MySQL Bugs: #74722: MYSQL fabric should handle common scenario for failover

Bug #74722	MYSQL fabric should handle common scenario for failover
Submitted:	7 Nov 2014 1:08	Modified:	20 Dec 2014 12:58
Reporter:	Mahesh Patil	Email Updates:
Status:	No Feedback	Impact on me:	None
Category:	MySQL Fabric	Severity:	S1 (Critical)
Version:	1.5.2	OS:	Linux (Centos 6.3)
Assigned to:		CPU Architecture:	Any

Description:
I have followed steps and found out these common scenario where mysqlfabric should have handled it

1. I have created a fabric group with two servers one is MASTER (Primary - read-write mode ) and Slave (Secondary - Read only mode)

2. After that I have stopped MASTER (Primary) and now Slave is a new MASTER

3. Later I started original MASTER , and I can see status as FAULTY

4. Now I made status from FAULTY to SPARE and then SECONDARY

5. Now the replication is in reverse order (Slave is a new MASTER) and (Master is a NEW SLAVE).

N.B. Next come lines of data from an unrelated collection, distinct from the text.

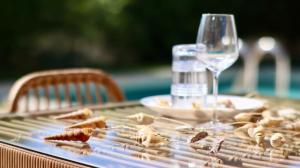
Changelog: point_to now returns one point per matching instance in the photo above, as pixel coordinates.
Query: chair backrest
(67, 87)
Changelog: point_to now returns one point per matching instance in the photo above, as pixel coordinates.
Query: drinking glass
(217, 33)
(188, 76)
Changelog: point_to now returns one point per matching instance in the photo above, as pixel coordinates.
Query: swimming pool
(158, 82)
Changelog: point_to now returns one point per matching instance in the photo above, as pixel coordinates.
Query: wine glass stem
(215, 94)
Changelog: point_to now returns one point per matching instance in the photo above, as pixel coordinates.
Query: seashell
(257, 134)
(82, 135)
(77, 115)
(271, 122)
(277, 140)
(289, 113)
(197, 137)
(148, 136)
(97, 122)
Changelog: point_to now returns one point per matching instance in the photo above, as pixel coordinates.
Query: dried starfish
(277, 140)
(295, 126)
(217, 146)
(72, 135)
(243, 130)
(247, 117)
(185, 129)
(146, 119)
(97, 122)
(79, 114)
(142, 118)
(148, 136)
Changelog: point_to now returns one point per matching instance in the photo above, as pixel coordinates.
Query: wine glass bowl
(217, 33)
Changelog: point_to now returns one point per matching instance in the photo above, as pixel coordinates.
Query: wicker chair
(63, 88)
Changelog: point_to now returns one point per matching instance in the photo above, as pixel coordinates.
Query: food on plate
(196, 106)
(247, 117)
(77, 115)
(185, 128)
(163, 102)
(289, 113)
(277, 140)
(227, 103)
(142, 118)
(97, 122)
(148, 136)
(198, 136)
(82, 135)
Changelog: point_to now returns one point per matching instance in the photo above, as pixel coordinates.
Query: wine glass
(217, 33)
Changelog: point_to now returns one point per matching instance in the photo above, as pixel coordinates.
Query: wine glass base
(216, 126)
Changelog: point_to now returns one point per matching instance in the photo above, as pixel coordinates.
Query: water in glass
(189, 77)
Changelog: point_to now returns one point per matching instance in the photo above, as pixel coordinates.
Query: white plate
(241, 104)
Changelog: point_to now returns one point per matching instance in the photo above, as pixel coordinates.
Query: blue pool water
(149, 86)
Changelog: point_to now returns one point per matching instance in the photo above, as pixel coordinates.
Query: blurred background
(132, 40)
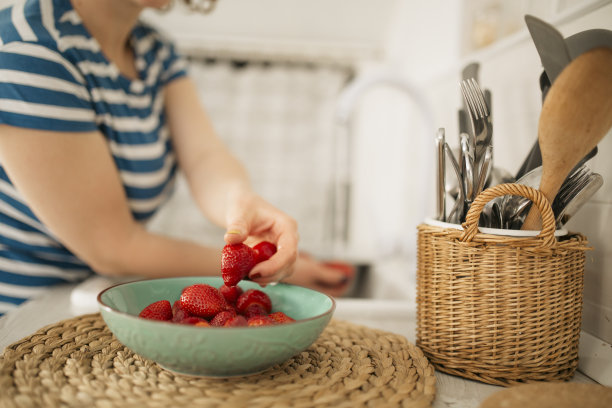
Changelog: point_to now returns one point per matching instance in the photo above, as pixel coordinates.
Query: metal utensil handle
(546, 235)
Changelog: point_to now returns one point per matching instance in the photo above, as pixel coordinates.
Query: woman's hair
(202, 6)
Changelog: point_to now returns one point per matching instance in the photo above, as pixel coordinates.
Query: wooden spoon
(576, 115)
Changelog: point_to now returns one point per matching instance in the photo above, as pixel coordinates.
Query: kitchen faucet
(340, 206)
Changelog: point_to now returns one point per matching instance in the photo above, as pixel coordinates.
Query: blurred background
(333, 106)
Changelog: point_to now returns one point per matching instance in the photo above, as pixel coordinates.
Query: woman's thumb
(236, 232)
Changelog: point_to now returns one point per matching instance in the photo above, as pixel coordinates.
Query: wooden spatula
(576, 115)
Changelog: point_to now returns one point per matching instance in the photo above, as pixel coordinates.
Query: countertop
(397, 316)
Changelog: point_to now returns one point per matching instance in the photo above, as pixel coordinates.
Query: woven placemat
(78, 362)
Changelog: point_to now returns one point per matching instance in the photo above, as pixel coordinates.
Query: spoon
(576, 115)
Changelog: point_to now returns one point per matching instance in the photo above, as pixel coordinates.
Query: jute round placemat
(78, 362)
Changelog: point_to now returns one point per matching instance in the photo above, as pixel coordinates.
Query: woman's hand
(251, 219)
(320, 276)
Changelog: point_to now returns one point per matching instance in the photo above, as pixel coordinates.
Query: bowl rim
(108, 308)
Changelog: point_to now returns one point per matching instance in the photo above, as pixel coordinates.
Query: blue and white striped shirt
(53, 76)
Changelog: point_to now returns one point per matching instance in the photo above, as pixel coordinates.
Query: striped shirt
(53, 76)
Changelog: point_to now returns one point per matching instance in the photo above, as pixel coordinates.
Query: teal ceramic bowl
(213, 351)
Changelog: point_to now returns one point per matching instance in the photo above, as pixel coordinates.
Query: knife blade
(550, 44)
(441, 176)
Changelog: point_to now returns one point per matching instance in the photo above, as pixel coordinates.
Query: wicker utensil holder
(500, 309)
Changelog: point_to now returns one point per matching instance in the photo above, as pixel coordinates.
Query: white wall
(511, 72)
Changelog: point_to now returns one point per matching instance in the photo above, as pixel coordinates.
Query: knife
(551, 46)
(587, 40)
(441, 176)
(554, 54)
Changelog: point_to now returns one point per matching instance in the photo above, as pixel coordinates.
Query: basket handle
(546, 235)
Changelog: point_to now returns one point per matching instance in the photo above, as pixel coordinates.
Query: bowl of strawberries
(201, 326)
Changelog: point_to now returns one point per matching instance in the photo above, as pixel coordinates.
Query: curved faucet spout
(353, 92)
(344, 110)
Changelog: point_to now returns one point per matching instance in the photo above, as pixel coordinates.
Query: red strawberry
(253, 296)
(178, 313)
(236, 321)
(202, 300)
(254, 309)
(194, 321)
(230, 293)
(263, 251)
(280, 318)
(160, 310)
(237, 260)
(222, 317)
(260, 321)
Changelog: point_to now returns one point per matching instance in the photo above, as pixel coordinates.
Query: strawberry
(178, 313)
(202, 300)
(236, 321)
(253, 296)
(263, 251)
(237, 260)
(160, 310)
(230, 293)
(262, 320)
(222, 317)
(280, 318)
(254, 309)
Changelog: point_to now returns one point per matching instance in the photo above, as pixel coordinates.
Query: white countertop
(397, 316)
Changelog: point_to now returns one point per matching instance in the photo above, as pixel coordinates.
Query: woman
(97, 114)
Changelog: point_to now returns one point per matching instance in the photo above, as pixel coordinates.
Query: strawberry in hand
(237, 260)
(264, 251)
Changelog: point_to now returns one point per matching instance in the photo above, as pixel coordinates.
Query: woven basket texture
(498, 309)
(79, 363)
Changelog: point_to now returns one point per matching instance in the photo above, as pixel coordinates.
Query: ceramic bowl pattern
(213, 351)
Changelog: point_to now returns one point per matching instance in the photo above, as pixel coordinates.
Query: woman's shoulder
(23, 25)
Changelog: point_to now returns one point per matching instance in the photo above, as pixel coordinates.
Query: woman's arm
(71, 183)
(220, 185)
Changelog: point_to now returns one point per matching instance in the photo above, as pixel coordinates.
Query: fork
(480, 117)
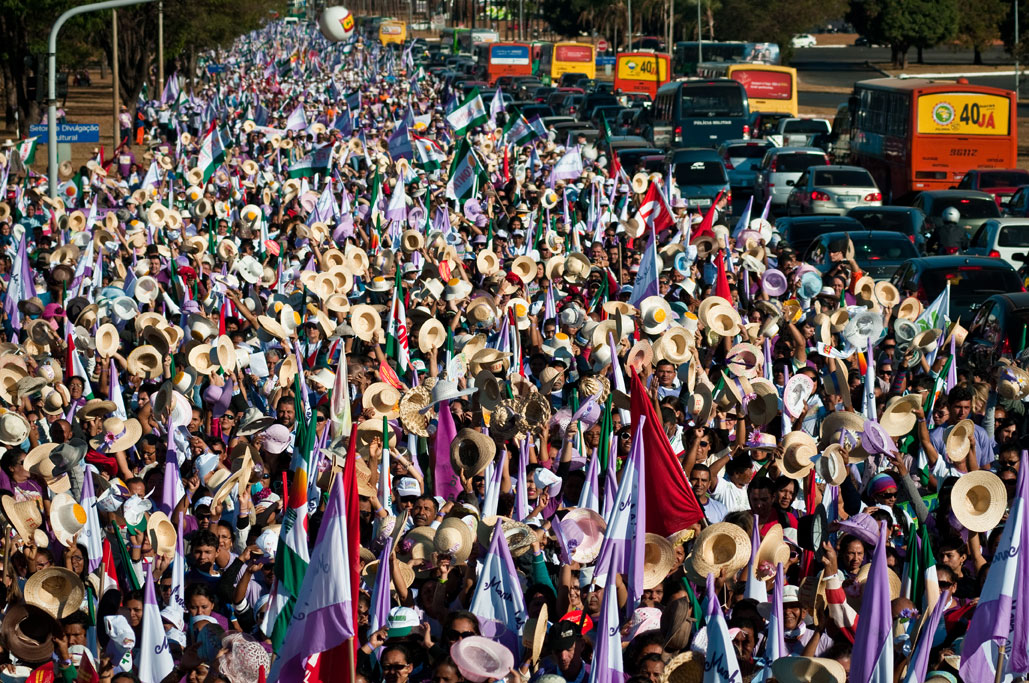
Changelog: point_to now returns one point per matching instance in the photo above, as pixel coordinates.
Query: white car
(803, 40)
(1001, 238)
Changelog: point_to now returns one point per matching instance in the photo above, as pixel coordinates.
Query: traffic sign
(67, 133)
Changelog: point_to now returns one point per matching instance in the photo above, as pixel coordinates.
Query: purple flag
(991, 624)
(919, 662)
(323, 615)
(380, 591)
(873, 657)
(498, 601)
(624, 547)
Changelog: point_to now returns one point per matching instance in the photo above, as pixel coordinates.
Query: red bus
(641, 72)
(508, 60)
(915, 135)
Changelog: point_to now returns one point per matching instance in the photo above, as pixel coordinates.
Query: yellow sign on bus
(963, 113)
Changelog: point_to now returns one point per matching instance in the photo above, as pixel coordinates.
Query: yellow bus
(393, 31)
(572, 58)
(770, 87)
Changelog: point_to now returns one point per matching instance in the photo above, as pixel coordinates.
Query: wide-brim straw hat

There are problems faced in this scenario

1. Replication does not work and throws error for new slave , you need to change replication co-ordinates manually to make setup working for new replication setup (New Master to New Slave) should work fine without any problem and mysqlfabric should know the co-ordinates from where it has to read from (New Master's binary log and it's position)

2. How can I get my original setup in working condition without loosing any data ? (Original Master and Slave setup)

How to repeat:
Explained the same here http://forums.mysql.com/read.php?144,623272,623272#msg-623272

Hi Mahesh,

Thanks for the bug report. There are a few pieces of information missing for us to reproduce the problem.

In step 2, how do you stop the master? Do you shut it down, or do you do something else to stop the master? Normally, this should be done by using "mysqlfabric group demote" to demote the current master and then start working with it. It still works if you shut it down, but since you have asynchronous replication going, there might be transactions that have not yet been sent to the slave lingering.

I'm unsure at what step you see the error. Is it at step 2? Also, what is the error?

Normally, you should be able to get back to your original setup by incorporating the failed master in the group and then promoting it, but if you have errors in the server, it cannot (and should not) be promoted because of the errors.

No feedback was provided for this bug for over a month, so it is
being suspended automatically. If you are able to provide the
information that was originally requested, please do so and change
the status of the bug back to "Open".